Lettre d’un ami qui me rapporte ce qu’il croit savoir de la présence en Bosnie, non seulement de diplomates, mais d’agents iraniens. Lui répondre (même si je le fais pour la énième fois) : primo que ce type de rumeurs dont la presse se fait régulièrement l’écho ne me surprend qu’à demi ; secundo que je suis même plutôt étonné que le phénomène n’ait pas connu, pendant les quatre années de guerre et d’abandon par l’Occident, ampleur plus considérable ; tertio que c’est précisément pour conjurer la généralisation d’un tel mouvement que je me suis, avec d’autres, mobilisé aux côtés du peuple bosniaque. Ce que nous défendions en Bosnie ? Contre tous les fondamentalistes, les valeurs de laïcité, tolérance et cosmopolitisme.
Un visage au cinéma ? Pirandello : « un masque nu ».
Regain de violence en Corse. Attentat contre Guy Benhamou, journaliste à Libération. Tentative, à travers lui, d’intimidation des médias nationaux. Au-delà de l’émotion, et de la solidarité, je me pose une question à laquelle aucune théorie ne m’a, jusqu’ici, apporté de réponse satisfaisante : que se passe-t-il, au juste, dans la tête d’un terroriste corse ? d’où vient son désir d’autonomie ? que veut-il ? que dit-il ? à quel type de peur, de panique obéit-il ? Le XXIe siècle sera-t-il le siècle des replis identitaires ? et pourquoi ?
Réponse à la question précédente. Ou, mieux, formulation plus précise de la question. C’est à un autre ami – psychanalyste, celui-là – que je la dois. Dans les années 70, me dit-il, la grande question, chez les patients, était : « qu’en est-il de la jouissance et comment l’éprouver sans entraves ? » Dans les années 80, elle devenait : « qu’en est-il de l’argent et des moyens d’en obtenir davantage ? » Dans les années 90 elle s’est transformée : « qui suis-je ? qu’en est-il de mon identité, de ce qui la fonde ou la défait ? » Analogie de l’ordre des choses et de celui des inconscients. Unisson du murmure des divans et de la rumeur du monde. Drôle de fin de siècle, oui, qui semble tout entière hantée par l’impératif le plus pauvre, le plus navrant : celui, tout simplement, d’être soi. Cioran (je cite de mémoire) : je ne saurais m’intéresser, en ce monde, qu’aux gens qui n’ont pas le souci d’eux-mêmes.
Les éditions Plon à nouveau condamnées pour avoir publié le livre du docteur Gubler. Les juges n’ont plus, comme il y a deux mois, « l’excuse » de l’émotion et du climat du deuil national qui suivit la mort de François Mitterrand. Reste ce qu’il faut bien appeler un acte de censure. Olivier Orban : le premier éditeur saisi depuis l’époque, que l’on pensait révolue, où l’on persécutait les Pauvert et les Losfeld.

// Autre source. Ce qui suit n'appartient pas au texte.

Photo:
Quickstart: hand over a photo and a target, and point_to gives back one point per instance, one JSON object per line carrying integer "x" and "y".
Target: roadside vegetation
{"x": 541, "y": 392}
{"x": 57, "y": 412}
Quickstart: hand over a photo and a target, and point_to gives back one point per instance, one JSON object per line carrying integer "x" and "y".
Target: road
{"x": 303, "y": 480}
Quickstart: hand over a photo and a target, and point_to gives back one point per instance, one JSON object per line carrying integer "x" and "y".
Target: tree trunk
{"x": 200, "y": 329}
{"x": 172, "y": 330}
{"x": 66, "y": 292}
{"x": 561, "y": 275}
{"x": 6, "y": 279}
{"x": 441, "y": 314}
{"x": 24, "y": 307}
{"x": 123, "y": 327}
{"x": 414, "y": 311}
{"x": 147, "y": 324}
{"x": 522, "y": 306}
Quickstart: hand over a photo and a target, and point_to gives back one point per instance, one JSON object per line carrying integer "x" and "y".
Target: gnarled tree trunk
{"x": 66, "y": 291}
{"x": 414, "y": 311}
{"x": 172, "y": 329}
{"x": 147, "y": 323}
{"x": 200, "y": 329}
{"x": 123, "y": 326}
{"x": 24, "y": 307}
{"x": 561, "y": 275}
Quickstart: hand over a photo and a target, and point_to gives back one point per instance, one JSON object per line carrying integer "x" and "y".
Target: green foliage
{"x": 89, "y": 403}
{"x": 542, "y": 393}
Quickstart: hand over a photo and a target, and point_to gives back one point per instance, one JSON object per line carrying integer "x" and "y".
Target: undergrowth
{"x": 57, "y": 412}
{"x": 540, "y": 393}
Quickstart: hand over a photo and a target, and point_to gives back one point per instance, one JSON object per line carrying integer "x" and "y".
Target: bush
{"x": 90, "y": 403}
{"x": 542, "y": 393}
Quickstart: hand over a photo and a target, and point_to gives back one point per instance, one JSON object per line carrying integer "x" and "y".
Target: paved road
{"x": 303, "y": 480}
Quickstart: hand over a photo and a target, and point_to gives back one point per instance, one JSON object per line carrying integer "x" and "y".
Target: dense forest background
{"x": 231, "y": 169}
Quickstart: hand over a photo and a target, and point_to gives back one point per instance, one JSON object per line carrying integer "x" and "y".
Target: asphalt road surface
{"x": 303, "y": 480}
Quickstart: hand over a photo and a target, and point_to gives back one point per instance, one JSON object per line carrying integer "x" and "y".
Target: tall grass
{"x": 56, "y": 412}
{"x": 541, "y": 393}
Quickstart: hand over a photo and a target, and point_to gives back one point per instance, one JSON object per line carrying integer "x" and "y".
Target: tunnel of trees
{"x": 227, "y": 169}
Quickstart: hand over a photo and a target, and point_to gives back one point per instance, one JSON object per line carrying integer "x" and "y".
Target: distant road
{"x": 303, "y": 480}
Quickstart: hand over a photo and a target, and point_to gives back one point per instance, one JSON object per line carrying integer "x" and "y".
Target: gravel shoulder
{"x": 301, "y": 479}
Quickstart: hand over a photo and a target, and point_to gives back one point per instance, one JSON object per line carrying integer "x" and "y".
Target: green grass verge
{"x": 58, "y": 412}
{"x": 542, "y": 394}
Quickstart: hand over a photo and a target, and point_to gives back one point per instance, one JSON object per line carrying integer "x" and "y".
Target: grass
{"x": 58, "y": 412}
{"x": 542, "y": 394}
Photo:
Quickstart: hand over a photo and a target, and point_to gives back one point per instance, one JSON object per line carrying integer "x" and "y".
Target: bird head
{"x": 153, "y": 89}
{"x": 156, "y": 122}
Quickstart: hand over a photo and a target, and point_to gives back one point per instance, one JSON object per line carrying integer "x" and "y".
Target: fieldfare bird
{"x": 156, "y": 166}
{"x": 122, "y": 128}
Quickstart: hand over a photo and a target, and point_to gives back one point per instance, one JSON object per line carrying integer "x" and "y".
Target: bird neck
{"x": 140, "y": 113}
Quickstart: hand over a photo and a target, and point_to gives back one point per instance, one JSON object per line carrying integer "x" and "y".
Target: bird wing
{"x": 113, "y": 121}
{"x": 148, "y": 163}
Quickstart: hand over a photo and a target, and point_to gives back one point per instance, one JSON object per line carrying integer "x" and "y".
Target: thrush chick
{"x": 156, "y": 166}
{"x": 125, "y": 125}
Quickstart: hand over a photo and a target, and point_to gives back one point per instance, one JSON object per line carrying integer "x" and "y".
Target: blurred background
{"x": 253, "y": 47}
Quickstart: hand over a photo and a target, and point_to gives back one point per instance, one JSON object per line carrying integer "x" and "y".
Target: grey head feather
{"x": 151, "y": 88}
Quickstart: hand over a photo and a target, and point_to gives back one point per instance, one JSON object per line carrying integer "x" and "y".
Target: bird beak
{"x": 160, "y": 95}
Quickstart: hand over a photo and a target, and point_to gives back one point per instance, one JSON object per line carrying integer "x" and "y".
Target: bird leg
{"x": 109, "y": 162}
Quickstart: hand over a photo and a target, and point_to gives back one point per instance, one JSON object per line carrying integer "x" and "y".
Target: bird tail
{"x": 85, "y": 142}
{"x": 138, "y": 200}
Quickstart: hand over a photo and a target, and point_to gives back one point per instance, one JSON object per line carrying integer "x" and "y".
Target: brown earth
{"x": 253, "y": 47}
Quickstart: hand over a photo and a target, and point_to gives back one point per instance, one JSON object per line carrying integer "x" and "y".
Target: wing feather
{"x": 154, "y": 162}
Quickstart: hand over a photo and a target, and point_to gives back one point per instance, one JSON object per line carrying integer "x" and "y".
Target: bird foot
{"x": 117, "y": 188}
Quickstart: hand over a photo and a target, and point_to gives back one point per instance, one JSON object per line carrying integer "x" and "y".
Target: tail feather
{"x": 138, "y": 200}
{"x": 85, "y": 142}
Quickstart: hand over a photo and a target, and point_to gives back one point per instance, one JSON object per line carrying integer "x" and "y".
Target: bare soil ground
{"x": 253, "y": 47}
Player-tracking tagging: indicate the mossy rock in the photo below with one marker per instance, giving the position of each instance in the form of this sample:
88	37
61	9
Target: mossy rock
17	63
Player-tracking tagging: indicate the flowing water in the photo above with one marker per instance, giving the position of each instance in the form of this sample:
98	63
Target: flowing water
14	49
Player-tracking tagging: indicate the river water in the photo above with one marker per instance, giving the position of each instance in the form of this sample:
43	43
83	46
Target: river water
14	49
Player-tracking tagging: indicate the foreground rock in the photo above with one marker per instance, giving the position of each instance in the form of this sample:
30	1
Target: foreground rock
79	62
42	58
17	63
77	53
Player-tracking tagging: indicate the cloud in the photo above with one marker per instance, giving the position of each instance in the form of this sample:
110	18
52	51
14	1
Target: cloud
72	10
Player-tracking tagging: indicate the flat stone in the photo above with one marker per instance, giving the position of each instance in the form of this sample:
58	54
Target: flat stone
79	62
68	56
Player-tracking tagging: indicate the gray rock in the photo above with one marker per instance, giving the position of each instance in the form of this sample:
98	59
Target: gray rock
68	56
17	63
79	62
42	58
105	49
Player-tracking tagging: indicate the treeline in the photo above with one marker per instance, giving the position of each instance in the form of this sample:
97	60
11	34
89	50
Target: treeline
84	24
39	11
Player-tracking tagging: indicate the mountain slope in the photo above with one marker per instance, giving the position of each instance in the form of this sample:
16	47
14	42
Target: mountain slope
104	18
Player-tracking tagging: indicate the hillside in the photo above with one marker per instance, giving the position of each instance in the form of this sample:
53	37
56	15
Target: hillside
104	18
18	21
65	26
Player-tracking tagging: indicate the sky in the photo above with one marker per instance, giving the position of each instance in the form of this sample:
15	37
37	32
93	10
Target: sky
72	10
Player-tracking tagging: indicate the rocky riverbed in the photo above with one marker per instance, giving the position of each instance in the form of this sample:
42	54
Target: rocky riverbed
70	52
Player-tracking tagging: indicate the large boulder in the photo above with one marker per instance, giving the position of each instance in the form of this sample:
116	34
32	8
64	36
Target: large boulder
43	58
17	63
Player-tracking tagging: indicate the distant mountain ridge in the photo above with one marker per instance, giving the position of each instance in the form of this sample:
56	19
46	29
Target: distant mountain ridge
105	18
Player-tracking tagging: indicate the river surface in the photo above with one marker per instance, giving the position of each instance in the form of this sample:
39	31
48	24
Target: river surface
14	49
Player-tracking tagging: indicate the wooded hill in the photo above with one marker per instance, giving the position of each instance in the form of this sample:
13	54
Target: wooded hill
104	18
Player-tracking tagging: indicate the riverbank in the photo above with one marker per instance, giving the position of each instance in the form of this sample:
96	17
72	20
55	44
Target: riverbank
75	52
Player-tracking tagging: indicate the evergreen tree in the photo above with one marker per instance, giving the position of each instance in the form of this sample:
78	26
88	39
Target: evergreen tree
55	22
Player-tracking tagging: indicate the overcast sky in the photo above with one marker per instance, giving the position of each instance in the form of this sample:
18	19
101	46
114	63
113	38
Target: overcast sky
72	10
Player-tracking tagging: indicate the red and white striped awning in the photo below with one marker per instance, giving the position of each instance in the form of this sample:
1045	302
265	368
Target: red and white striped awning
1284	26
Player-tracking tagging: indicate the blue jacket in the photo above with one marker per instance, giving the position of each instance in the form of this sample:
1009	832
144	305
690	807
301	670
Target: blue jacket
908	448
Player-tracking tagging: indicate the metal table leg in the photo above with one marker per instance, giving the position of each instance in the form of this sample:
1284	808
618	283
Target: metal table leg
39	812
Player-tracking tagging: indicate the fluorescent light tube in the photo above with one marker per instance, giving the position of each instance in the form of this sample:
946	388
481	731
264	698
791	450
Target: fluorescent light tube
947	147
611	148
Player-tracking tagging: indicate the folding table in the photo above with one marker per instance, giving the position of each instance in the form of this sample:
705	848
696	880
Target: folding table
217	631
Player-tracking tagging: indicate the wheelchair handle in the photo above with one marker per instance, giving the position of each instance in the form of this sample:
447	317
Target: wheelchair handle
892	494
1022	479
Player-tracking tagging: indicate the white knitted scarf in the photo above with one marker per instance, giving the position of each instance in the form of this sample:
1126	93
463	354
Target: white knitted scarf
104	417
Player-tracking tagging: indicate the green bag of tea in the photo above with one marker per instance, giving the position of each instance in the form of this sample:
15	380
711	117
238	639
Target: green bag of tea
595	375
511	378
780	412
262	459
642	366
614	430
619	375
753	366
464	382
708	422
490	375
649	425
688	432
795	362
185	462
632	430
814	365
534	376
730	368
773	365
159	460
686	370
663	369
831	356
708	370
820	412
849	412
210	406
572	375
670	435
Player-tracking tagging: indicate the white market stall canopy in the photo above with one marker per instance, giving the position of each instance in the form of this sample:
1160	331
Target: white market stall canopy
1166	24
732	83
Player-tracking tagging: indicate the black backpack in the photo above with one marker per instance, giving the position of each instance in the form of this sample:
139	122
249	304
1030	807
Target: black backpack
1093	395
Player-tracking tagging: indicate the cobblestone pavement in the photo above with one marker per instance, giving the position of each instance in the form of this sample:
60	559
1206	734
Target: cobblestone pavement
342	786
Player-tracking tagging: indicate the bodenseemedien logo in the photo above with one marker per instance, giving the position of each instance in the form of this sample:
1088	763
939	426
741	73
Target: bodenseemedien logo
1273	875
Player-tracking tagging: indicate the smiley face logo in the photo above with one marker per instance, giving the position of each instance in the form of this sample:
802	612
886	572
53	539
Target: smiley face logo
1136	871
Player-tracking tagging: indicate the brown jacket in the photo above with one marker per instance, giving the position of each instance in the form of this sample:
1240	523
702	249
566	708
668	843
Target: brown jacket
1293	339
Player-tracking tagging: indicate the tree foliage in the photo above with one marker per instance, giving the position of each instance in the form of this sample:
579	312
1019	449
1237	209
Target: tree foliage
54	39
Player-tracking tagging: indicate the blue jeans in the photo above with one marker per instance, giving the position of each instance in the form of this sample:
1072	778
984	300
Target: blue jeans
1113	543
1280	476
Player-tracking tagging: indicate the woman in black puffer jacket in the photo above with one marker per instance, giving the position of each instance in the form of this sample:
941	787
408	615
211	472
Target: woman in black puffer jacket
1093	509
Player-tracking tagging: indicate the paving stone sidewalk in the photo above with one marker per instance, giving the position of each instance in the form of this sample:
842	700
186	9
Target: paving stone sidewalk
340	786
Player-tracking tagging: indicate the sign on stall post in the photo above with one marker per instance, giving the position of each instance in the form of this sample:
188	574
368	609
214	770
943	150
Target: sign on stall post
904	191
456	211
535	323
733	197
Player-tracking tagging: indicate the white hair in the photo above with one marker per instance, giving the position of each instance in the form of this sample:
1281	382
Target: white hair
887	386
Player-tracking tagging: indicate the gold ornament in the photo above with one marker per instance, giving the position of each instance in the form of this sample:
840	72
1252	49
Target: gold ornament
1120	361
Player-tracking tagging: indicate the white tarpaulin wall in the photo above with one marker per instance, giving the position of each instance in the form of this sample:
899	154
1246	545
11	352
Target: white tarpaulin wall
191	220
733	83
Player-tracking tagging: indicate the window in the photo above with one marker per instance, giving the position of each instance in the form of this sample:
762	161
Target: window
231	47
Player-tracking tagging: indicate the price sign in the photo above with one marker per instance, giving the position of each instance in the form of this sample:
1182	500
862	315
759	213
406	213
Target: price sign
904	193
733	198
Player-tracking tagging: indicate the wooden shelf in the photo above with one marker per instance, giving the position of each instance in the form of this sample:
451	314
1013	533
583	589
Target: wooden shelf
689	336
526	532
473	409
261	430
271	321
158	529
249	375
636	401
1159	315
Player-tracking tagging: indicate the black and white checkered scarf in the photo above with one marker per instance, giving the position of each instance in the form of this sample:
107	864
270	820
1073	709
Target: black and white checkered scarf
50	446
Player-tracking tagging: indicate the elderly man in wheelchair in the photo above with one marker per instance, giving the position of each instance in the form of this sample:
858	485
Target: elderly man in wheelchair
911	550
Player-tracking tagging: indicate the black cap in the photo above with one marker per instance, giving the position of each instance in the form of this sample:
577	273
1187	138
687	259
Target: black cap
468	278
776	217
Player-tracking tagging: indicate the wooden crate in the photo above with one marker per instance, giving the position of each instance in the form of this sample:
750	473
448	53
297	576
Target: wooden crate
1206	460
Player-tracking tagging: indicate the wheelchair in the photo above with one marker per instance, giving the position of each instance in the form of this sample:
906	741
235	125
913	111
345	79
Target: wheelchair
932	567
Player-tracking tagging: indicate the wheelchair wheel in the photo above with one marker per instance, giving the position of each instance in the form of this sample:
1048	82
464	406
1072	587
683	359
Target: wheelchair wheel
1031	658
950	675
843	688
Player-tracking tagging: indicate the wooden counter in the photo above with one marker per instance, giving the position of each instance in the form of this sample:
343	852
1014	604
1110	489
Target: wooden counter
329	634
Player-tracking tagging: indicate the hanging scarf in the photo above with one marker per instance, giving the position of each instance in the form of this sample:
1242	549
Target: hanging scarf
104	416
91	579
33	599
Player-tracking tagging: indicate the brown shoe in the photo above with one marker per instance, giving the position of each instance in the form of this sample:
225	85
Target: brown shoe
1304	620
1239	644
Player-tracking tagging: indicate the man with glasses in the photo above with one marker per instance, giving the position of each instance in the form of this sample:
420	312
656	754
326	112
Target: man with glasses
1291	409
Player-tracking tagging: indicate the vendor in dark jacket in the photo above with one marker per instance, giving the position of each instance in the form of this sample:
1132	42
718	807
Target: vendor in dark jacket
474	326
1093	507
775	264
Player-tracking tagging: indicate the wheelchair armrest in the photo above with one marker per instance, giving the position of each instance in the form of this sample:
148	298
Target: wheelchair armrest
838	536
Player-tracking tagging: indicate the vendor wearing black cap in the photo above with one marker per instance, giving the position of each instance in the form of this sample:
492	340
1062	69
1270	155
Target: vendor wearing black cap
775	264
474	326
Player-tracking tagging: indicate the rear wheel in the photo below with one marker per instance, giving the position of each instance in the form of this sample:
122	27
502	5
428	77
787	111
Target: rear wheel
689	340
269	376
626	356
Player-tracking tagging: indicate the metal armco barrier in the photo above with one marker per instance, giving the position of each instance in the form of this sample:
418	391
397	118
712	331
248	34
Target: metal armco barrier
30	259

Le « sens de la vie ». J’appartiens à une génération pour laquelle – antihumanisme oblige… – la formule même paraissait sacrilège. Or voici que Luc Ferry, dans son nouveau livre, « L’homme-Dieu », revisite à sa façon cette vieille obsession des humains. Sa thèse, savante et sereine, suggère, en substance, que nos sociétés, ayant fait leur deuil des anciennes transcendances « verticales », sont condamnées à réinventer un sens « horizontal », donc laïque, à l’amour, au sacrifice, au destin. C’est là un pari philosophique dont l’optimisme m’intrigue. Ne suis-je pas resté, comme à vingt ans, de ceux qui croient que le désenchantement du monde a jeté les hommes et leurs sociétés dans une déréliction définitive ? Ciel vide. Lucidité sans appel ni recours. C’est, depuis dix ans, mon débat avec Ferry.